Her role in a nationwide college entrance exam scandal last year landed her a two week prison sentence, a $30,000 fine, and months spent as joke fodder for late-night hosts.
Did she deserve it? Well, that’s largely up to the public to decide. But I can say one thing. Huffman has been a force in the entertainment industry for years.
From an Oscar nomination for Transamerica to the Golden Globes with American Crime and an Emmy win for Desperate Housewives, Huffman has long been respected for her craft.
It’s then a strange parallel that this she embodies this off-kilter, mess of a mother just as attention is on her difficult public life.
Tammy MacDonald (Huffman) is an alcoholic nobody, with a daughter she never took care of, lungs she’s coated in cigarette smoke for 40 years, and a life she tries to end on a local bridge every month when the welfare runs out.
Young Catherine (the melancholic and sublime Anastasia Phillips) brings her mother from the ledge both metaphorically and physically each and every time, becoming more entrenched in her sad existence with every rescue.
Catherine dreams of a better life, but when her mother is diagnosed with terminal cancer, she moves in to take care of the parent who never nurtured her. It’d all be a very depressing affair, if not for a star-making performance by Phillips, who gleams with cautious hope for her character in important moments.

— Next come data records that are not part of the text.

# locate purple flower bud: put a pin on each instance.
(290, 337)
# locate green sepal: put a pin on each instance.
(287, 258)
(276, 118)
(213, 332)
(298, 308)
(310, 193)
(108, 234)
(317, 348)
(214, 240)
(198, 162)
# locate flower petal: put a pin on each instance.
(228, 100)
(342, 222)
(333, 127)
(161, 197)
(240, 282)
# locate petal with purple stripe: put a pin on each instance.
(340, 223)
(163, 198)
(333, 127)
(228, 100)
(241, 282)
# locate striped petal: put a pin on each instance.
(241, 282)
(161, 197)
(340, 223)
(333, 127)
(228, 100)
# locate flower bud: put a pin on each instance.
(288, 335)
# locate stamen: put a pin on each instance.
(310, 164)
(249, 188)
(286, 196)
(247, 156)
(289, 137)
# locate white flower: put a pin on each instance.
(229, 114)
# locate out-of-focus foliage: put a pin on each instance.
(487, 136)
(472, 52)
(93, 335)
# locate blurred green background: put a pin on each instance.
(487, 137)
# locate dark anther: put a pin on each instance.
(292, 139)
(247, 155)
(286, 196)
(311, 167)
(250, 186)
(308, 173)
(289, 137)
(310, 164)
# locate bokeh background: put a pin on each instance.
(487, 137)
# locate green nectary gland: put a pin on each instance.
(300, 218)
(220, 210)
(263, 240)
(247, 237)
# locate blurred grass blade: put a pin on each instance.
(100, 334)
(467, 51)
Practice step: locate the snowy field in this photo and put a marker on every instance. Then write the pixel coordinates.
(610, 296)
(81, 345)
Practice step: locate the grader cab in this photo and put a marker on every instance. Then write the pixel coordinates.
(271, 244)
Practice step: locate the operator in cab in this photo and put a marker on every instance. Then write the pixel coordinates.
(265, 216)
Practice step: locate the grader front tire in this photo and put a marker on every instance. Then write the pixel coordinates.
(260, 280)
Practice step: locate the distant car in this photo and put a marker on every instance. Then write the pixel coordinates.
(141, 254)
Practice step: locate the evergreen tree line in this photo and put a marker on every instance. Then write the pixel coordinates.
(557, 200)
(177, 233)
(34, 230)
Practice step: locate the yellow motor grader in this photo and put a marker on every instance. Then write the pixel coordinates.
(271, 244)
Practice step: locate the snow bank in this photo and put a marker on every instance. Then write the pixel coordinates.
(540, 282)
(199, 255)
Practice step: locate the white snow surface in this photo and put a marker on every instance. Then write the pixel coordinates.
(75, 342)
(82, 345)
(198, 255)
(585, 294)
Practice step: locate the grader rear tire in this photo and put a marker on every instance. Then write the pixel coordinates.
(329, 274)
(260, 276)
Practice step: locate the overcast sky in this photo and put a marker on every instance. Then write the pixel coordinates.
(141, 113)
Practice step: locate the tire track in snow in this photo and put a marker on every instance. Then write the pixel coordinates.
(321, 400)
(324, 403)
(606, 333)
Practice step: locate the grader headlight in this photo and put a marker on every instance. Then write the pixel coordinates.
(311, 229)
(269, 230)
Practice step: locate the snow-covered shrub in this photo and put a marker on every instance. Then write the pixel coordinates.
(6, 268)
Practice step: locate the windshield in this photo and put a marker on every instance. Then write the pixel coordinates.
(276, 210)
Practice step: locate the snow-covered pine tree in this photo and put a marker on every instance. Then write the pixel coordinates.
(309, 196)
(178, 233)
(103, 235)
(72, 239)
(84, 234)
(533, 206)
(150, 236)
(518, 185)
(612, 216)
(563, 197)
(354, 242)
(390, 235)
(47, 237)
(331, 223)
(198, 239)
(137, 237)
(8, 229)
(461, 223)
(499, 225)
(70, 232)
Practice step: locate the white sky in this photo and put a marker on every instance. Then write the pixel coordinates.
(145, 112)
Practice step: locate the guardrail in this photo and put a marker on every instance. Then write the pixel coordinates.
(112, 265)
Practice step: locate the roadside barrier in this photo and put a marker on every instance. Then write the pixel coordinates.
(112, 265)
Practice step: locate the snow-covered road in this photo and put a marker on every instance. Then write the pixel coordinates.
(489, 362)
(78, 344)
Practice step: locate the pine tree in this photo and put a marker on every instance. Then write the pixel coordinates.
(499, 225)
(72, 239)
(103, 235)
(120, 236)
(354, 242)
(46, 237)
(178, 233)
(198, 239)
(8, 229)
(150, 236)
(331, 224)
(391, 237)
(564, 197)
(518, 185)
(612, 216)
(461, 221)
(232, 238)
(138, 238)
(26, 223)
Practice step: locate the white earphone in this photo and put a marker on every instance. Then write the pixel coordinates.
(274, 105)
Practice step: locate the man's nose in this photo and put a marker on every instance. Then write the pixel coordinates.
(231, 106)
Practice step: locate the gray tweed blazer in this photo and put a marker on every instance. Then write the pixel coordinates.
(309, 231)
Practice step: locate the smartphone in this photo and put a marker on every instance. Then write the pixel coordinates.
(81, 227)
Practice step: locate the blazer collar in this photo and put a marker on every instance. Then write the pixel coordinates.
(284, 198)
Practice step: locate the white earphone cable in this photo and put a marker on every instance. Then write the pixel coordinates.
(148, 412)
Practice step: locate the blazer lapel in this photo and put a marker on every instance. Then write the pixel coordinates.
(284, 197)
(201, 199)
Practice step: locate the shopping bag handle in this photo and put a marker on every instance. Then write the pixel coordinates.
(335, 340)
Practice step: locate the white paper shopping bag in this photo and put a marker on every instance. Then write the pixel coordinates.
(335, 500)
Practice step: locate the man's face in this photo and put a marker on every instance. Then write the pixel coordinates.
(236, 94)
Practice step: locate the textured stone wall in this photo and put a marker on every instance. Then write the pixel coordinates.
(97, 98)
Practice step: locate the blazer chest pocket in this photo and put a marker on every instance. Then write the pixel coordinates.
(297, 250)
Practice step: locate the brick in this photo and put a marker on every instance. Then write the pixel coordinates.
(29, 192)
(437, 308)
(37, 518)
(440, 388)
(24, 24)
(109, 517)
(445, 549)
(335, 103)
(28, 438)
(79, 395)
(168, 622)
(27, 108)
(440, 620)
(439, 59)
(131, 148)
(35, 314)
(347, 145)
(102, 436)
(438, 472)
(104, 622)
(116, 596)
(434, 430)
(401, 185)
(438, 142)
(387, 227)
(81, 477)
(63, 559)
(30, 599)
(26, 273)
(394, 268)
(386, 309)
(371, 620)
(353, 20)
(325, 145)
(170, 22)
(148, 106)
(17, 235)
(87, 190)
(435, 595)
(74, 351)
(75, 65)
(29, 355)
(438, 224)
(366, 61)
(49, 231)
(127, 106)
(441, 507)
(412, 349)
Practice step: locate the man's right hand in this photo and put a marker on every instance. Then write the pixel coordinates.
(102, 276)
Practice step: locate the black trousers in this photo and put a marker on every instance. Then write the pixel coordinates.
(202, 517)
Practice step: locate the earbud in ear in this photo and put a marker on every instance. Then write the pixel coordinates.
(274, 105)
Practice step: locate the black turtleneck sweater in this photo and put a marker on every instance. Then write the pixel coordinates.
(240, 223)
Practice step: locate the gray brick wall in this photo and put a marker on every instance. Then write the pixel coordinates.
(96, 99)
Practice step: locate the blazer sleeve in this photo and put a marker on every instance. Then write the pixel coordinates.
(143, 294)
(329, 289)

Huffman’s performance is a haywire, go-for-broke affair that, frankly, deserves an Oscar nod if she’s forgiven for her personal transgressions.
Tammy’s Always Dying is a masterful drama with characters who you can’t help but invest in. It’s a comeback for Huffman and an absolute triumph of a performance for Phillips.
Overall, it’s one of the most interesting films to come out of this strange year, and one that’s sure to captivate viewers.